- Born: 2 August 1938 Shillong, Assam, British India
- Died: 22 April 2017 (aged 78)
- Education: Malvern College University of Guelph (BSc)
- Occupations: Colonial administrator, park ranger, conservationist
- Known for: Management plan for Kafue National Park Co-founding the Welsh Wildlife Centre Pioneer of eco-tourism

= Peter Moss =

British colonial administrator and conservationist

Peter de Vere Moss FRGS (2 August 1938 – 22 April 2017) was a British colonial administrator who later became a park ranger, conservationist, and pioneer of eco-tourism.

==Early life and family==
Peter de Vere Moss was born in Shillong, Assam, on 2 August 1938, the son of Lt. Co. Harry de Vere Moss of the Punjab Frontier Regiment. His family left India when he was seven at the time of the break-up of the country. He received his early education at Glen Gorse preparatory school followed by Malvern College.

Moss's first marriage, to Judy, was dissolved. His second marriage was to Jill.

==Career==
At the age of 19, Moss joined the provincial administration of the Northern Rhodesia Government as a trainee. In 1961 he attended a one-year Colonial Service course at Cambridge. He returned to Northern Rhodesia and became a district officer. Internal political strife caused him to become disillusioned with public administration, however, and in 1965 he took a post with the Department of Game and Tsetse Control in Chilanga, near Lusaka.
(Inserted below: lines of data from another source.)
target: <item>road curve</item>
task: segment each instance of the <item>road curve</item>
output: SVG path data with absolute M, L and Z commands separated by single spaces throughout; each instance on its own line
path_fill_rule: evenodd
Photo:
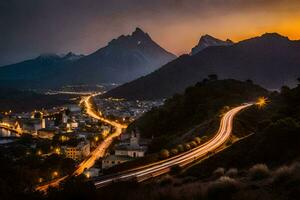
M 91 168 L 94 164 L 95 164 L 95 161 L 97 159 L 99 159 L 100 157 L 103 157 L 105 155 L 105 152 L 107 150 L 107 148 L 111 145 L 113 139 L 115 137 L 118 137 L 121 133 L 122 133 L 122 129 L 123 128 L 126 128 L 127 126 L 126 125 L 123 125 L 123 124 L 119 124 L 115 121 L 111 121 L 111 120 L 108 120 L 106 118 L 103 118 L 98 112 L 95 112 L 93 109 L 92 109 L 92 105 L 90 103 L 90 99 L 94 96 L 97 96 L 98 94 L 93 94 L 93 95 L 90 95 L 88 97 L 85 97 L 81 100 L 80 104 L 84 104 L 84 106 L 86 107 L 86 113 L 90 116 L 90 117 L 93 117 L 95 119 L 98 119 L 100 121 L 103 121 L 107 124 L 110 124 L 111 126 L 113 126 L 115 128 L 115 131 L 113 133 L 111 133 L 109 136 L 107 136 L 103 142 L 101 142 L 101 144 L 99 144 L 97 146 L 97 148 L 90 153 L 89 157 L 87 159 L 85 159 L 84 161 L 82 161 L 78 166 L 77 168 L 75 169 L 74 173 L 72 174 L 73 176 L 77 176 L 77 175 L 80 175 L 84 172 L 85 169 L 89 169 Z M 59 184 L 66 180 L 66 178 L 68 178 L 68 176 L 64 176 L 64 177 L 61 177 L 59 179 L 55 179 L 51 182 L 48 182 L 44 185 L 40 185 L 36 188 L 36 190 L 38 191 L 47 191 L 47 189 L 49 187 L 57 187 L 59 186 Z
M 112 175 L 109 178 L 101 179 L 100 177 L 98 181 L 95 181 L 95 186 L 97 188 L 100 188 L 110 183 L 132 179 L 135 179 L 137 181 L 146 180 L 153 176 L 169 172 L 173 166 L 184 166 L 189 163 L 192 163 L 196 159 L 204 157 L 209 152 L 213 152 L 216 149 L 220 148 L 229 139 L 230 134 L 232 132 L 234 116 L 241 110 L 251 105 L 253 104 L 243 104 L 225 113 L 225 115 L 221 119 L 219 130 L 215 134 L 215 136 L 208 142 L 200 145 L 199 147 L 196 147 L 186 153 L 180 154 L 173 158 L 166 159 L 165 161 L 158 162 L 157 164 L 151 164 L 149 165 L 149 167 L 144 167 L 124 174 Z

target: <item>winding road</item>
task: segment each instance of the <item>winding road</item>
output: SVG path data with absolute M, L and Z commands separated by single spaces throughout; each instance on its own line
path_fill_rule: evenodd
M 77 168 L 75 169 L 74 173 L 72 175 L 80 175 L 84 172 L 85 169 L 89 169 L 91 168 L 94 164 L 95 164 L 95 161 L 97 159 L 99 159 L 100 157 L 103 157 L 105 155 L 105 152 L 107 150 L 107 148 L 111 145 L 111 143 L 113 142 L 113 139 L 115 137 L 118 137 L 121 133 L 122 133 L 122 129 L 126 128 L 127 126 L 126 125 L 122 125 L 122 124 L 119 124 L 115 121 L 111 121 L 111 120 L 108 120 L 106 118 L 103 118 L 97 111 L 95 111 L 93 108 L 92 108 L 92 105 L 90 103 L 90 99 L 94 96 L 97 96 L 98 94 L 93 94 L 93 95 L 90 95 L 88 97 L 85 97 L 81 100 L 80 104 L 84 104 L 85 108 L 86 108 L 86 113 L 90 116 L 90 117 L 93 117 L 95 119 L 98 119 L 100 121 L 103 121 L 107 124 L 110 124 L 111 126 L 113 126 L 115 128 L 115 131 L 113 133 L 111 133 L 109 136 L 107 136 L 103 142 L 101 142 L 97 148 L 90 153 L 89 157 L 86 158 L 85 160 L 83 160 L 78 166 Z M 61 177 L 61 178 L 58 178 L 58 179 L 55 179 L 51 182 L 48 182 L 44 185 L 40 185 L 36 188 L 36 190 L 38 191 L 47 191 L 47 189 L 49 187 L 57 187 L 59 186 L 59 184 L 66 180 L 66 178 L 68 178 L 69 176 L 64 176 L 64 177 Z
M 232 124 L 234 116 L 241 110 L 253 105 L 252 103 L 243 104 L 241 106 L 235 107 L 229 110 L 221 119 L 220 127 L 215 136 L 208 142 L 196 147 L 186 153 L 180 154 L 178 156 L 166 159 L 164 161 L 157 162 L 156 164 L 150 164 L 148 166 L 142 167 L 137 170 L 133 170 L 123 174 L 115 174 L 109 177 L 101 177 L 95 181 L 95 186 L 101 188 L 105 185 L 127 181 L 136 180 L 143 181 L 164 173 L 169 172 L 174 166 L 184 166 L 194 162 L 196 159 L 203 158 L 210 152 L 217 150 L 222 147 L 225 142 L 229 139 L 232 132 Z

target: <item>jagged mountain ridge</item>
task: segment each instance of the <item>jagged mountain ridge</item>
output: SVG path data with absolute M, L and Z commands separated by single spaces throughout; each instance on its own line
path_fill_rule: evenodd
M 49 88 L 66 84 L 124 83 L 176 58 L 140 28 L 136 28 L 131 35 L 113 39 L 107 46 L 79 59 L 75 59 L 73 54 L 65 55 L 67 62 L 57 62 L 60 57 L 55 55 L 46 57 L 51 58 L 49 63 L 46 61 L 47 64 L 38 62 L 35 66 L 36 60 L 29 60 L 15 64 L 17 67 L 9 65 L 0 68 L 1 84 Z
M 104 95 L 128 99 L 157 99 L 181 93 L 190 85 L 218 74 L 220 78 L 251 79 L 268 89 L 295 85 L 300 76 L 300 41 L 267 33 L 230 46 L 208 47 L 183 55 L 159 70 Z
M 223 41 L 210 35 L 204 35 L 200 38 L 198 44 L 194 48 L 192 48 L 190 54 L 195 55 L 200 51 L 202 51 L 203 49 L 206 49 L 207 47 L 211 47 L 211 46 L 229 46 L 233 44 L 234 43 L 229 39 Z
He took a break to complete his education, returning to London to take A levels which he followed with a degree with first class honours in Fish and Wildlife Biology at Guelph University in Canada. On his return to Zambia he became a park ranger at the Kafue National Park, an area about the size of Wales in western Zambia. He produced the first park management plan for the area.

In 1978, back in Britain, he opened the Cardigan Wildlife Park, now known as the Welsh Wildlife Centre, with Ian Manning and David Lloyd. It included rare breeds of sheep cattle and horses as well as species not native to Wales such as bison, wildcats and wolves.

In later life he set up Eco-safari, which became the Ultimate Travel Company, which specialised in exotic holidays with conservation benefits for the destinations, and continued to be consulted by governments around the world for his advice. He was an honorary associate of the Durrell Institute of Conservation and Ecology, a scientific fellow of the Zoological Society of London and a fellow of the Royal Geographical Society.

==Death and legacy==
Moss died on 22 April 2017. He was survived by his second wife and two children, as well as a child of his first marriage.

==Selected publications==
- A Visitor's Guide to Kafue National Park, Zambia. 2013.

===Technical reports===
- General Management Plan for Kafue National Park, Zambia, 1976. (Revised edition 2010)
- Integrated Resources Management Plan for the Sundarbans Reserved Forest, Bangladesh, 1997.
- Phulchoki-Chandragiri Conservation Area Project, Nepal, 2000.
- National Policy on Environment, NPE, Zambia 2005.